THE OLD DARK HOUSE (1932)

Before we see anything else in THE OLD DARK HOUSE, we see this:


And why not?  Karloff was a big draw at this point and you can't fault a film for exploiting its most exploitable elements.  But that card does mislead a little in that it makes you expect a movie that orbits around KARLOFF THE MAD BUTLER~.  What we really get is a solid ensemble piece in which Karloff is fun, but not any more important than CHARLES LAUGHTON THE PORTLY BRITISH CAPITALIST~ or other members of the cast.  Karloff is pretty dreamy here, excelling at another speechless role, but he's working as part of a unit here.


Three people break down in muddy puddles after a rock slide.  They trudge on over to the nearest house, which houses shriekingly religious Rebecca Femm and her cadaverous and potato-loving brother Horace.  More folks arrive, romance is kindled, and the old dark house reveals its secrets, including murder, arson, and withered old bedridden men.  I feel like I should discuss why I think OLD DARK HOUSE qualifies for inclusion on this blog, but the movie that almost took its spot, DOCTOR X, does not.


So this is not strictly an unadulterated horror film.  There's romance, as stated, and comedy of the Addams Family type.  But OLD DARK HOUSE meets my standards, since at least a plurality of it is devoted to frightening the audience or delving into the macabre.  I watched DOCTOR X and it had some horror, but the horror was there mostly to steer the movie into moar wacky dialogue and such.  OLD DARK HOUSE is clearly constructing suspense for its own sake, not as a springboard for lesser things.  And even the comedy here has a ghoulish tint, like Eva Moore going on a tirade about flesh rotting while poor Gloria Stuart is just trying to change out of her wet clothes.  It's not positively goofy like lots of misguided comedy-horror; if anything, all the humor here has a very dark tinge and some of it isn't immediately recognizable as joke content at all.

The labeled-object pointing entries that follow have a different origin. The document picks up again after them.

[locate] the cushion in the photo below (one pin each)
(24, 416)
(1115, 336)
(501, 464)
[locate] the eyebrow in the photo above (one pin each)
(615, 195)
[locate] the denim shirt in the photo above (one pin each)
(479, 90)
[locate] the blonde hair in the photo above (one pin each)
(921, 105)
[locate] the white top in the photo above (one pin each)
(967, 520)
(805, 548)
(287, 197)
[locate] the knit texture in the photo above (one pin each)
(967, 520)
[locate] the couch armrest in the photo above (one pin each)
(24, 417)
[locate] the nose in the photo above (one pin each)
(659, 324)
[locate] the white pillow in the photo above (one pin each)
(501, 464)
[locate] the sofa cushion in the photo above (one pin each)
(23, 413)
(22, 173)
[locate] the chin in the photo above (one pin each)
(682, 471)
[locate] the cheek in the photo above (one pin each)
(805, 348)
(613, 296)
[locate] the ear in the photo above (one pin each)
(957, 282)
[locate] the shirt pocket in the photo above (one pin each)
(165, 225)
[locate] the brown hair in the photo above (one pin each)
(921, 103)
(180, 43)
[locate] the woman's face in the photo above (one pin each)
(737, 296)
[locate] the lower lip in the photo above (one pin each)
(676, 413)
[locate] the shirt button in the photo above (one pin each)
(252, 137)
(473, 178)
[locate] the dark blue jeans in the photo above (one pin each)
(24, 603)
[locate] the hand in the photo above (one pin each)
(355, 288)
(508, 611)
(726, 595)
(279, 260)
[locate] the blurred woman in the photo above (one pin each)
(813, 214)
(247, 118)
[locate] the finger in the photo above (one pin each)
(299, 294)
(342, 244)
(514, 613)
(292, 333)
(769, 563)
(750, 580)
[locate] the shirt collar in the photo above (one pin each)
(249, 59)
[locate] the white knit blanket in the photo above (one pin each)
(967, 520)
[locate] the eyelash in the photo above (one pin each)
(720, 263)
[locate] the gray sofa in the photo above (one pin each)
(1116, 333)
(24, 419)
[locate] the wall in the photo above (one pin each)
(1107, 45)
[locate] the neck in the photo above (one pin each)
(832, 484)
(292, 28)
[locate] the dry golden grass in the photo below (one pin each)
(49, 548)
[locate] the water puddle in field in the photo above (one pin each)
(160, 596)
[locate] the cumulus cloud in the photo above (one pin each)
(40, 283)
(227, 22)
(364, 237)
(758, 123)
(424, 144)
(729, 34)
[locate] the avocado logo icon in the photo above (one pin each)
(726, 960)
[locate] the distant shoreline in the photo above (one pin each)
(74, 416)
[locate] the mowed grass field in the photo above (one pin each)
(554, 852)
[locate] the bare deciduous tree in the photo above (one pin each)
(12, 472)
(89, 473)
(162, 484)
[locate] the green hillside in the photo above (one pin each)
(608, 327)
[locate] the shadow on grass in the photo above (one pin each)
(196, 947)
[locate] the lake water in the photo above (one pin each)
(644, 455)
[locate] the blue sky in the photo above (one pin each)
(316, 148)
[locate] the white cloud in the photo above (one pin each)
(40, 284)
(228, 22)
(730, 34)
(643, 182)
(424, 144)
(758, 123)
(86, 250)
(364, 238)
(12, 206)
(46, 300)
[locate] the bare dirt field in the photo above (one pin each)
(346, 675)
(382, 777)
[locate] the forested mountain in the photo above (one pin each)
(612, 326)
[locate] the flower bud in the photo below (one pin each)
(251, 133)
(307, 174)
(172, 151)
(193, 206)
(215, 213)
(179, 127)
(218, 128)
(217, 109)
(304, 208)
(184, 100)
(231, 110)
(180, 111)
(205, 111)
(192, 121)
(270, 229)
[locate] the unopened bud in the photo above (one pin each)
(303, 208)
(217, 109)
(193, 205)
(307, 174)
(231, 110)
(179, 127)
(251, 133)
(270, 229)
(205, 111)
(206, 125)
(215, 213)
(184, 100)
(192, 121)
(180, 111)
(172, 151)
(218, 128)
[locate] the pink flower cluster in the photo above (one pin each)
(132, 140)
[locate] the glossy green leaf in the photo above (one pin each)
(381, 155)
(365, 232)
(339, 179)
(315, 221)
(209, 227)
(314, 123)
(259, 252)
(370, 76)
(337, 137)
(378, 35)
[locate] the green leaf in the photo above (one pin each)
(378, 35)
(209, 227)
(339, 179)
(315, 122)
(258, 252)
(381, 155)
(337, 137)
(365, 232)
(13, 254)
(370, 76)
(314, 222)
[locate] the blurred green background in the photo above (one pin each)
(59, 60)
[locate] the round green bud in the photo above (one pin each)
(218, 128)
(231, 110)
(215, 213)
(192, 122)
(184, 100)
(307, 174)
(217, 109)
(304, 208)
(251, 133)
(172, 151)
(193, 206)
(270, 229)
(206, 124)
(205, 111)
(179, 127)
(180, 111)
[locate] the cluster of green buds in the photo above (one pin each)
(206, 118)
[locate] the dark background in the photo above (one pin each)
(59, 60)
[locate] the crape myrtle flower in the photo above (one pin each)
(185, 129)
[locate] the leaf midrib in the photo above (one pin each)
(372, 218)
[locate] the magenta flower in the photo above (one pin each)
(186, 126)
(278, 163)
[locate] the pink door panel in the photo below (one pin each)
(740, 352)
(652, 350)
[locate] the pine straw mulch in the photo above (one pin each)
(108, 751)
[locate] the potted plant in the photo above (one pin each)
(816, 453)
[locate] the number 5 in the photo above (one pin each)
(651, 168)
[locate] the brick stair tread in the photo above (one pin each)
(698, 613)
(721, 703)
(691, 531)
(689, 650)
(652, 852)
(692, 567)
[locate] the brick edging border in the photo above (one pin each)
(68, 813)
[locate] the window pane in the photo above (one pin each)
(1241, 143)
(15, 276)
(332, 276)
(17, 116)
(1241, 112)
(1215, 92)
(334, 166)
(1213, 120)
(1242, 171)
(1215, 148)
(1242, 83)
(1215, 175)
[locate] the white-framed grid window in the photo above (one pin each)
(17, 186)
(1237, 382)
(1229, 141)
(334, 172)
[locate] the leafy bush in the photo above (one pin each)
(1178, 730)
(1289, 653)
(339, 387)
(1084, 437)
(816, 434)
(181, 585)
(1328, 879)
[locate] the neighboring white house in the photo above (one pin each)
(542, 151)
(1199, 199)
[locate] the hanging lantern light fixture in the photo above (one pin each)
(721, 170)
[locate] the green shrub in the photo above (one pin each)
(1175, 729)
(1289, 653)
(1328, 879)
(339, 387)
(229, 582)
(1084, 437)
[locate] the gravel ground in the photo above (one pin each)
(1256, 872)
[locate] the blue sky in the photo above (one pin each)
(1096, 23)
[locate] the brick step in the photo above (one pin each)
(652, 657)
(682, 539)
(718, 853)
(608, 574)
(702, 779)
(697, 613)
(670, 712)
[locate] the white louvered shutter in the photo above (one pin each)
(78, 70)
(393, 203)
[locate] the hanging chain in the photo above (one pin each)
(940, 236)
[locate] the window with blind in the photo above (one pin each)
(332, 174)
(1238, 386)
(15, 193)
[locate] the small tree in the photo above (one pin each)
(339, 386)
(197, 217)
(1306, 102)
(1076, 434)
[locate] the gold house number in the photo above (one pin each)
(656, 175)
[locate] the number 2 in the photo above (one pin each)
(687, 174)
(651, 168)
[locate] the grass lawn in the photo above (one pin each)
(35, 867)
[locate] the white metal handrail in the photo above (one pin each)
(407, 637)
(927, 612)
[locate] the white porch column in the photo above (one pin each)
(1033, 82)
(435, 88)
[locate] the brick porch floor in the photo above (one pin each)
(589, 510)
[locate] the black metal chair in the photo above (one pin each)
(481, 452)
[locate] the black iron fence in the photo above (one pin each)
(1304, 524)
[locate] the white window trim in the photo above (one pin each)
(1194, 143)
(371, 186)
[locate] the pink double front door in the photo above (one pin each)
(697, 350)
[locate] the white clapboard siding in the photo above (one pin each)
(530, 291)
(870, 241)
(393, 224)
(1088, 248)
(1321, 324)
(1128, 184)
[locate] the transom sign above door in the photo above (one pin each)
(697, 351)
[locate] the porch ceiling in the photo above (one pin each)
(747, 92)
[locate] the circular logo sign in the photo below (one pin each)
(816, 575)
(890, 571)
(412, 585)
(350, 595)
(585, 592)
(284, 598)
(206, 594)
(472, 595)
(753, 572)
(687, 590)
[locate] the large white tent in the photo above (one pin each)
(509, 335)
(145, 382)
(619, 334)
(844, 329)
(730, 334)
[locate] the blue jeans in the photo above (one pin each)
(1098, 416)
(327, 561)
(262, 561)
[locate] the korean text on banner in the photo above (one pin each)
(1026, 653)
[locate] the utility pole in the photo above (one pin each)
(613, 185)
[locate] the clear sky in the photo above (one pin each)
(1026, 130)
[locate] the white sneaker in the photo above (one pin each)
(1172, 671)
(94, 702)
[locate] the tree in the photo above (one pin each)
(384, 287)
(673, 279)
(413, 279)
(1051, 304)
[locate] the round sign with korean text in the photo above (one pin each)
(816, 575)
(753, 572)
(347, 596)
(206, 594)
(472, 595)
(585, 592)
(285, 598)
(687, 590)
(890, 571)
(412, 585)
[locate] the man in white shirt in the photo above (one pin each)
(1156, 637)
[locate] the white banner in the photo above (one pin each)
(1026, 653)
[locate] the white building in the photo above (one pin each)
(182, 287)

James Whale basically did the same thing with FRANKENSTEIN, which isn't regarded as a laugh-a-minute rib-tickler, but has plenty of gallows humor if watched with the right eye.  That same style gets pressed to the fore in OLD DARK HOUSE, but without being counterbalanced by sad old drowning-kid scenes.  There are undoubtedly better experts out there than me, but I view the "old dark house" style as, essentially, fun horror (not wacky/goofy horror).  The situations and revelations are ridiculous, the characters are unbelievable, and everything proceeds like a light stage play about murder and madness.


This movie is helped by wise direction and an incredible cast.  There's not a weak performance here, but give special consideration to Elspeth Dudgeon and her TCM's Grandpa-style turn as the Femm family's patriarch.  Yes, that is a woman down there, you were bound to see such things on the Internet eventually.  Also noteworthy are Brember Wills as Saul, who is so crazy that he only escapes the attic during the film's final wind-down, and Melvyn Douglas as Penderel, the dashing male lead.


I still think FREAKS is the best horror flick of 1932 (so far), but THE OLD DARK HOUSE certainly adds to the argument that '32 was a great year for the genre.  It has admirable goals and accomplishes them in an entertaining way.  Good times all around.